When we’re going through hard times, having friends to lean on when they also know and trust God can be an incredible godsend in the truest sense of the word. This isn’t casual community, people you occasionally chat with in the church lobby. This requires deep friendships that have been fed over years and intentionally built up. This is what the scriptures speak of when they noted, "A man of many companions may come to ruin, but there is a friend who sticks closer than a brother” (Proverbs 18:24).
I have three dear friends who have stuck with me for over a decade. They have seen me at my worst. Although all of us now live in different cities, we still talk to one another and regularly check in on each other’s lives. We’re brutally honest sometimes, both with our own lives but also with one another. We pray for one another, not polite prayers but undisguised and true. These friendships didn’t take shape overnight. They took years to form. Another close friend was initially just a roommate, and then we went through some of the toughest years of our lives together. Our relationship has a raw strength to it that perhaps it couldn’t have happened any other way. We saw each other break and rally then break again and only rise once more thanks to the Holy Spirit day-by-day. We know one another.
These are friends who, in many ways, are the living, beating blood of community; so often God has spoken to me through them. Some days, they are all that keeps me alive and listening to God. Without them, I don’t know where I would be. Actually, that’s not true. I do know. I wouldn’t be here without them. God has used them to bring me to where I am in life. I have been moved by my Father’s hand through their hands and voices.

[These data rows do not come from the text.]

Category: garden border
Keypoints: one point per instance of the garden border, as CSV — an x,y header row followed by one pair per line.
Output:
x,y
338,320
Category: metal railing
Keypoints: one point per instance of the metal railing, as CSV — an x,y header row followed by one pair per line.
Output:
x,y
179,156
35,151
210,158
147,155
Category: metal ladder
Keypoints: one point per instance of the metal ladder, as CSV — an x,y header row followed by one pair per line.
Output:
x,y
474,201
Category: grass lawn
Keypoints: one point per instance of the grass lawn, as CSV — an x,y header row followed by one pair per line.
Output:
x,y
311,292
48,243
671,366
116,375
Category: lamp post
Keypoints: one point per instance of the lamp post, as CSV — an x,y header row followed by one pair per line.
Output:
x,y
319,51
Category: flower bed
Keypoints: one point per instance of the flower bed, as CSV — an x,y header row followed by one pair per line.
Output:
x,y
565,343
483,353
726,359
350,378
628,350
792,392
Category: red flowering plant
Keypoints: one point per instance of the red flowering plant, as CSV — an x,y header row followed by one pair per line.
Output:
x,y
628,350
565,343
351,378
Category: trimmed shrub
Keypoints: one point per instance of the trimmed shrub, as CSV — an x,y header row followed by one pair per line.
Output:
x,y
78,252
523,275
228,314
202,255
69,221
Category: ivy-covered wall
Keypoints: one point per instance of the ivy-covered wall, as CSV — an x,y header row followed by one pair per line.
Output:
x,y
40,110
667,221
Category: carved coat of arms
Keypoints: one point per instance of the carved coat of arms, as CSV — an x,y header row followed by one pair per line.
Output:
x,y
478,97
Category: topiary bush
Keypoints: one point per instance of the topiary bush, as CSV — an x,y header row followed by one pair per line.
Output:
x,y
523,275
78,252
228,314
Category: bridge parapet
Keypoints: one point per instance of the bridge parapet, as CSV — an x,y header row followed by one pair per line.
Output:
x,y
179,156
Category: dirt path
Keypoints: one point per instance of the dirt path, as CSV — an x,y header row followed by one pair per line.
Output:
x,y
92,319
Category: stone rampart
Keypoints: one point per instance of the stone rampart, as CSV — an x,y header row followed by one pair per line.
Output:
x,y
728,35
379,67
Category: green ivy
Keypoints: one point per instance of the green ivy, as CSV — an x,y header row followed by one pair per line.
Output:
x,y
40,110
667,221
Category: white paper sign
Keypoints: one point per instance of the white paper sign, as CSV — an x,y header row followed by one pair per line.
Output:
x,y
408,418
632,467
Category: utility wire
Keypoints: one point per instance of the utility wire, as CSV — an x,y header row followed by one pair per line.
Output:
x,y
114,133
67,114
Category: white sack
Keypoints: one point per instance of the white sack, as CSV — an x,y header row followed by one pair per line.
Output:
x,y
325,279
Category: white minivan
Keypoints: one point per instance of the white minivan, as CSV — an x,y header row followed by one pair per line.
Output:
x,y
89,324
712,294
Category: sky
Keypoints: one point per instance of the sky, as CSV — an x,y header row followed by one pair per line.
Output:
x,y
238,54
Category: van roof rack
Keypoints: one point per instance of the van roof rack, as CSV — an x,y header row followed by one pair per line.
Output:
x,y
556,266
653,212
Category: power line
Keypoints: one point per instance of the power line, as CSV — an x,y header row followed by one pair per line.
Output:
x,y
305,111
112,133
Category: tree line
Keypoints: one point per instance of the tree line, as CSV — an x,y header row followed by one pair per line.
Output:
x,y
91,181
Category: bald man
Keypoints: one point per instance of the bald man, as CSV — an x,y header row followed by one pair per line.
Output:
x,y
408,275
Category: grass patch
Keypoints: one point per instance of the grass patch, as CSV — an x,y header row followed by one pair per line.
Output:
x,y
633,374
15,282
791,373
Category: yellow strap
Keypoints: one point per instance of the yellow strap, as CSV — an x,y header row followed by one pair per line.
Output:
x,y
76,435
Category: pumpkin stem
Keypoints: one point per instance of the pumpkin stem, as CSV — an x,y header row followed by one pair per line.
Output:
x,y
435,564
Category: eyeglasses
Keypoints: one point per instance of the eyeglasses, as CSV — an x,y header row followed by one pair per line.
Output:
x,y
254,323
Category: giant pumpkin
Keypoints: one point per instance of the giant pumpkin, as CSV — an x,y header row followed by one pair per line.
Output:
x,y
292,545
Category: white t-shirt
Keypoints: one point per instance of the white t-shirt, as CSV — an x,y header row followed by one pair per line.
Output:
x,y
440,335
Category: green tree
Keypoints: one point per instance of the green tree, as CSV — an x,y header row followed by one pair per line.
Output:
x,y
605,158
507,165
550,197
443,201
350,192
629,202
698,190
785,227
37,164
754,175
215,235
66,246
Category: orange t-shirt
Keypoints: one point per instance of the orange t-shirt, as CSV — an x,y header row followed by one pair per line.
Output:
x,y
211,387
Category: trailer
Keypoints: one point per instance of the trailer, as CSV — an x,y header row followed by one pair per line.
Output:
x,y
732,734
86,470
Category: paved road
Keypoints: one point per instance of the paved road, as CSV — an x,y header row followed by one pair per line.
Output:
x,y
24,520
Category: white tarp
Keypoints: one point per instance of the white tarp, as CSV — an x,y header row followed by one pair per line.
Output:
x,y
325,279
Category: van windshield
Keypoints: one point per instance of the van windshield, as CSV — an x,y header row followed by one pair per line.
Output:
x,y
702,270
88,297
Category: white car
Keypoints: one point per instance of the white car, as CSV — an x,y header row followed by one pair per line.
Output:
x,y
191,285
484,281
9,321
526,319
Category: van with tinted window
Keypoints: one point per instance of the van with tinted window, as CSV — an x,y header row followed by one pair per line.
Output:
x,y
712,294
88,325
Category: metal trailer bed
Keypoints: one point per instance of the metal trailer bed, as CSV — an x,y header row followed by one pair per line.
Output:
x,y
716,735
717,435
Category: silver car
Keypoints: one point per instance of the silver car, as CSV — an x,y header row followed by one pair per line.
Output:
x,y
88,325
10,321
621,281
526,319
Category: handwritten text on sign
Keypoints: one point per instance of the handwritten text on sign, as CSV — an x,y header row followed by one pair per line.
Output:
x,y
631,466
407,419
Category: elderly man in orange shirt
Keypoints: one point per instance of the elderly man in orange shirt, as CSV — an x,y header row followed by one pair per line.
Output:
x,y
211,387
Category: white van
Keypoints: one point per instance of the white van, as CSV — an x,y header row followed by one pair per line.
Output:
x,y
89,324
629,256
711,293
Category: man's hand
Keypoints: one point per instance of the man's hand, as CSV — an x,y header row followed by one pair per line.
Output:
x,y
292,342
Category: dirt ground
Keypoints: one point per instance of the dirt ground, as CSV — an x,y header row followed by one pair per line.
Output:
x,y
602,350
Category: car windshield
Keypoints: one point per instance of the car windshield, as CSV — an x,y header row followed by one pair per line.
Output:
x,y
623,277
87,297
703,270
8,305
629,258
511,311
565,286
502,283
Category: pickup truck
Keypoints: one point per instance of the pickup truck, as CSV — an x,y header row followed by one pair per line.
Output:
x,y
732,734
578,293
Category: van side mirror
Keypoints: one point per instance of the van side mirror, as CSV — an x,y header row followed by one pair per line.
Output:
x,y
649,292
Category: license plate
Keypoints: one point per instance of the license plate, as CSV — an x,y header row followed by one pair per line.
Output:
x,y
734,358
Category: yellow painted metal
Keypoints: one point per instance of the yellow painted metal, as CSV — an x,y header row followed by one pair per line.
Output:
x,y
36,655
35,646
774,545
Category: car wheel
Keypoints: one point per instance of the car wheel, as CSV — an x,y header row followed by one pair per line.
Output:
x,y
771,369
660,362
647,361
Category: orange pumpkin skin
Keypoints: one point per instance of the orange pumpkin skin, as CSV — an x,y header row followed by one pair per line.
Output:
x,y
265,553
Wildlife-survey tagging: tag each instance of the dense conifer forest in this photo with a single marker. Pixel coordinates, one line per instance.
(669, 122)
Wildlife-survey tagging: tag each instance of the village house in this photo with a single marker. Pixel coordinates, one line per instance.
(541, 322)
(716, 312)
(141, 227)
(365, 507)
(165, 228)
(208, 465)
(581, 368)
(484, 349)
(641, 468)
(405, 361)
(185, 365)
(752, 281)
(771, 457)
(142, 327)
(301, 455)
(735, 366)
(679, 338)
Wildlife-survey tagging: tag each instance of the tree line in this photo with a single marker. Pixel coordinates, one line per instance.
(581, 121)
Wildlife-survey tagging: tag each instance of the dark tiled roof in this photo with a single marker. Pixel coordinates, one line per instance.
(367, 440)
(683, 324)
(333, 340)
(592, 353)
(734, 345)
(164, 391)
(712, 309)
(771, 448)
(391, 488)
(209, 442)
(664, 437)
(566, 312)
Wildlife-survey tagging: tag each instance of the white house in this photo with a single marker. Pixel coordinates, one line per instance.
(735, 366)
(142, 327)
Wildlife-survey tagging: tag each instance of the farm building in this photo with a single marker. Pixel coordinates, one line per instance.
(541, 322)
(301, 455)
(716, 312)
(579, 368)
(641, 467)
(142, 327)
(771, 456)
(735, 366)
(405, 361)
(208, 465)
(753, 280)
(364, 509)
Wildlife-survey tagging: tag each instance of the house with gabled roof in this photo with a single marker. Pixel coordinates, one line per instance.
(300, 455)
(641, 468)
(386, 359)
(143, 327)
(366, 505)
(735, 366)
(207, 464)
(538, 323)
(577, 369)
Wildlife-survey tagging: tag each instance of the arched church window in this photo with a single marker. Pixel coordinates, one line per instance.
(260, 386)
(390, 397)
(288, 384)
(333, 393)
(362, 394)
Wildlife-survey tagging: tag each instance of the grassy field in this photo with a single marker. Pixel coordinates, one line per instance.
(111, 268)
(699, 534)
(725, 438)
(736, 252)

The other area of greatest hope and transformation despite hardship is the church. Whatever it’s faults — history has recorded many faults indeed, from the excesses and crusades of the Catholic church all the way to the modern, grievous abuses of authority recorded in The Rise and Fall of Mars Hill — the church, the bride of Christ, is where God often choses to meet his people. Like it or not, the Spirit seems to move differently through a group of God’s people when they are gathered together, hence the command, “Let us consider how to stir up one another to love and good works, not neglecting to meet together, as is the habit of some, but encouraging one another, and all the more as you see the Day drawing near” (Hebrews 10:24-25).
Here God meets us to give us strength we do not have in order to go through the greatest hardships, to overcome the highest waves and push through to the end of our races.